Anti-Male? Naseeb
Aug 152009

VIP-FRENCHIEPardon me if I don’t know too well the ways of men and their minds. I like to believe though that I know them fairly well, even one of those mindless Facebook quizzes I took said so! But it is somehow beyond me why men would want a woman in the vicinity of everything they would want to buy.

I am trying to draw up a list here, a very rudimentary one, very off-the-top-of-my-head. Cars and stylish bikes – half naked women draped around them. I can give myself a reason—women, or rather girls, purportedly go out with boys with both or at least one of these. Shaving blades/creams/lotions–I am stretching my imagination here—maybe because women wouldn’t want their dates to look like ruffians with a daylong stubble. Magazines—this is the easy one—nothing else but women looking seductive would probably prompt them to buy those.  And here is the clincher: underwear. Come on now!

The ad agency guys were really serious on this one? I kind of “get” men, but these advertisements have me baffled!

I stopped watching television long ago, about the time over enthusiastic reporters began screaming into the mike—and to the nation—about the breaking news of some starlet breaking up with whatever-was-his-name. But from the long, long ago times when I did watch them channels, I still distinctly remember the Rupa undergarments ad. There is this group of men, desperately trying to look menacing and attacking a girl (I think her dress was red.) Our hero is looking down from a balcony and sees his girl being harassed. He jumps from the balcony, a few dishum-dishums later, he is the hero again and our girl is nestled in his arms. The undergarments figure too, the hero is wearing them when he jumps down from the balcony; those are what give him the courage! I could break into giggles right now at the thought of how ridiculous it was. I am told advertisers look for brand recall and ad recognition when they shoot an ad. If that was all they wanted, I fully recall the brand after all these years, but for reasons other than those intended.
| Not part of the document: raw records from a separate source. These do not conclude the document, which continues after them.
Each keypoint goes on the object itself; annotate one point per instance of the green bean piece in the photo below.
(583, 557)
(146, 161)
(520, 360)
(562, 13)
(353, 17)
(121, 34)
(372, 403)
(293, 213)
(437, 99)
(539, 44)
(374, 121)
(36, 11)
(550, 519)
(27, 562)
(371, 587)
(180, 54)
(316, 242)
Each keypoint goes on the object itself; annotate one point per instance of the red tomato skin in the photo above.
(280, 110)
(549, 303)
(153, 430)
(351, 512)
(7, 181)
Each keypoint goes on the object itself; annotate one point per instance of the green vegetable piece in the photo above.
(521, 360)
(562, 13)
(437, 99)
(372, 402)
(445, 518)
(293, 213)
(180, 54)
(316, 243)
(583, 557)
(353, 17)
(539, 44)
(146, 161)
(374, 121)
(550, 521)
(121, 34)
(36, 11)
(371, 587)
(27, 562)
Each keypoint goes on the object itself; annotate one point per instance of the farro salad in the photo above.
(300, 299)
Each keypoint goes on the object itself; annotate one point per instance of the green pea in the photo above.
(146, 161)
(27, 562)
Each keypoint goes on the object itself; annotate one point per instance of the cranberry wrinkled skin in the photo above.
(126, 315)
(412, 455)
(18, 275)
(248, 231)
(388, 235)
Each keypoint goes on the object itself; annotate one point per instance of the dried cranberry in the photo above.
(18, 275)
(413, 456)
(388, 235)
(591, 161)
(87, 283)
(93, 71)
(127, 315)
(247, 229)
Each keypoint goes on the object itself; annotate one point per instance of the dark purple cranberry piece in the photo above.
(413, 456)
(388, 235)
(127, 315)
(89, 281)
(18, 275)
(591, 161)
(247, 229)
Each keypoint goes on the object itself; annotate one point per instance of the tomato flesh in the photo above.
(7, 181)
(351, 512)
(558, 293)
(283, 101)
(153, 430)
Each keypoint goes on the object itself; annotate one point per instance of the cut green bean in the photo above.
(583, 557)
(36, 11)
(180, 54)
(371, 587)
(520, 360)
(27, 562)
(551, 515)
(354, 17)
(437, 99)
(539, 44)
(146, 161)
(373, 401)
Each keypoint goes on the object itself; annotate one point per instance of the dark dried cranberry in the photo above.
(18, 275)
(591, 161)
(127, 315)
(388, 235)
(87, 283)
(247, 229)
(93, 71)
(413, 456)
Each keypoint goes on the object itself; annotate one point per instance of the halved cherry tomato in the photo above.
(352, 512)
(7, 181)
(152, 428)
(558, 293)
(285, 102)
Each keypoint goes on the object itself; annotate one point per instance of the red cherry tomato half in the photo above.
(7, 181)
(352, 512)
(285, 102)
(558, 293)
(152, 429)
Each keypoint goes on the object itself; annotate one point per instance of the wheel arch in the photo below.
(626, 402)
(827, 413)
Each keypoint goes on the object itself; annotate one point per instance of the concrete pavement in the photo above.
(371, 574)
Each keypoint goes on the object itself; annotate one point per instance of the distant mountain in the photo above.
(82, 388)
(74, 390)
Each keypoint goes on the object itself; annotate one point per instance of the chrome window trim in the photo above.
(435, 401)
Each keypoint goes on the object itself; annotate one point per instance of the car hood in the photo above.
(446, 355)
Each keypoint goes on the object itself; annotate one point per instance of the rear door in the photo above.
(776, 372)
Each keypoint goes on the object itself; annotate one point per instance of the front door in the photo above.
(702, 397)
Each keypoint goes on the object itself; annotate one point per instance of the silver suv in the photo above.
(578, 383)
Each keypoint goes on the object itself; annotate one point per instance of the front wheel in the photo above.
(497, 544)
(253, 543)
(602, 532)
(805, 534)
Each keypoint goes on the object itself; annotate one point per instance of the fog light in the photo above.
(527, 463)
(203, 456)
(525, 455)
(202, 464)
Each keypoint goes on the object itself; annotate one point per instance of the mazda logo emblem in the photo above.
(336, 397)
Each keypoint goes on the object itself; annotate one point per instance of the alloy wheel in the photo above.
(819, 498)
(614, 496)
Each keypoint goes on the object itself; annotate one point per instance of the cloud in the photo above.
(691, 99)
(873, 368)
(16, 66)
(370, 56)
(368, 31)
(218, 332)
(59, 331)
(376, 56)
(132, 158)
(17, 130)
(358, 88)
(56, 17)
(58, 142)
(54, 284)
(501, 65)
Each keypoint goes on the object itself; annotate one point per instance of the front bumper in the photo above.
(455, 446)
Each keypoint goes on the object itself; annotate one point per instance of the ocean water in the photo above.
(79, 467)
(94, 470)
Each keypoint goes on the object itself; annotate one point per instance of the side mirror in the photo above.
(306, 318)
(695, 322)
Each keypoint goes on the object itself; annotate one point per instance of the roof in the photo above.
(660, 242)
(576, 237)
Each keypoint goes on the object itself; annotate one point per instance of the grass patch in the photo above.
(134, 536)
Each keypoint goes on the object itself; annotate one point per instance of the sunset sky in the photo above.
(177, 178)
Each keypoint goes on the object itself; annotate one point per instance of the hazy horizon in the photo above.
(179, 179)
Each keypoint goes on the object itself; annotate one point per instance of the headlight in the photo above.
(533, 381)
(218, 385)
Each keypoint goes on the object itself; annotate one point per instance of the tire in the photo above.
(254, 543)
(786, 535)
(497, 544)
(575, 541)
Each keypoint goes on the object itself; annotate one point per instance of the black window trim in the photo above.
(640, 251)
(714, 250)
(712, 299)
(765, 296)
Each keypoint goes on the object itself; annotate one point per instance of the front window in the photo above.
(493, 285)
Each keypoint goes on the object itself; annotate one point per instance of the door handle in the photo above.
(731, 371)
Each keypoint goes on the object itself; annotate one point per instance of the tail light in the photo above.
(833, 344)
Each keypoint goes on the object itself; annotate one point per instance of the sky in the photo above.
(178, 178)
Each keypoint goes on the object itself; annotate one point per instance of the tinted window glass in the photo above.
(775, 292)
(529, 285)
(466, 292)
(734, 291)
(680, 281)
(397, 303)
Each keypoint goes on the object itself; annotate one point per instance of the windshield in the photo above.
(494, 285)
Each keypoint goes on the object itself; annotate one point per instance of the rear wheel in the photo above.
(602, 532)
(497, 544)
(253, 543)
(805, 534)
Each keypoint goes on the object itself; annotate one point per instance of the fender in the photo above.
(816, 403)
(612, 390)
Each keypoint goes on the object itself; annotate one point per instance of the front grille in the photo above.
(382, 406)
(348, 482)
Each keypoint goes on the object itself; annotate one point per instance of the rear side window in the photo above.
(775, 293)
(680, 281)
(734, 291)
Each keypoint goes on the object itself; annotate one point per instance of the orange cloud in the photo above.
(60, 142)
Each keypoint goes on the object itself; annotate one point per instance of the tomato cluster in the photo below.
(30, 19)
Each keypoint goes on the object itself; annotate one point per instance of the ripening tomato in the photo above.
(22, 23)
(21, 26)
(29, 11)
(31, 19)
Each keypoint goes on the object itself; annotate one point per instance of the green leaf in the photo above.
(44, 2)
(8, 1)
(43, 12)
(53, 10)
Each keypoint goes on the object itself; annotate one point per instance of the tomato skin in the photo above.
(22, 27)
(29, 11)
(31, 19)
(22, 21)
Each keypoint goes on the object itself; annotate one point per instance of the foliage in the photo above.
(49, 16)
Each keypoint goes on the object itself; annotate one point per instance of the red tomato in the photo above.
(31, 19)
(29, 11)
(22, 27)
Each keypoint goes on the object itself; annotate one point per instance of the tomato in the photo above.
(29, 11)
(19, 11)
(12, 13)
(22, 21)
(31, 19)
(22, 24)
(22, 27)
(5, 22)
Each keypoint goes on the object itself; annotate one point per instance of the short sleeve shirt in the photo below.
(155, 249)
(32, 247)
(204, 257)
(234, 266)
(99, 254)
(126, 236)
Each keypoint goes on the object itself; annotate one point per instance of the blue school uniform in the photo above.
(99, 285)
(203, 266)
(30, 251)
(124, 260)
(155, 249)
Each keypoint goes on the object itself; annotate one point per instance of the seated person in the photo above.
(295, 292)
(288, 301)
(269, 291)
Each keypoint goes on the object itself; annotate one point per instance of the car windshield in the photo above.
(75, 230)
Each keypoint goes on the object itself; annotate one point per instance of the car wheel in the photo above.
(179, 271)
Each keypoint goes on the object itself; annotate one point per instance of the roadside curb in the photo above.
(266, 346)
Then again, do you remember that other underwear ad where this hot woman is washing her man’s under-clothes and fantasizing, with suggestive gyrating movements? At least that caught the attention of women’s organizations and the ad was withdrawn.

I asked someone I knew once, a man of course, why they wanted women everywhere. All I got was a look, a how-can-you-ask-a-dumb-question look. Arguments proved futile. They simply wanted women to be there in the foreground. Who cares if they have zilch to do with the product itself? Amusing to me at one end. Which of us would want to see a man selling us face cream or something more private, I wonder?

And then you have those print ads. Those I am forced to see in magazines. Brand recall again: one premier alcohol brand has this sleepy looking girl (seductive look, my dear, I was corrected though) looking on from a bar stool with a little black dress on. Something about nights, the ad was. Do I need to even ask again the relevance?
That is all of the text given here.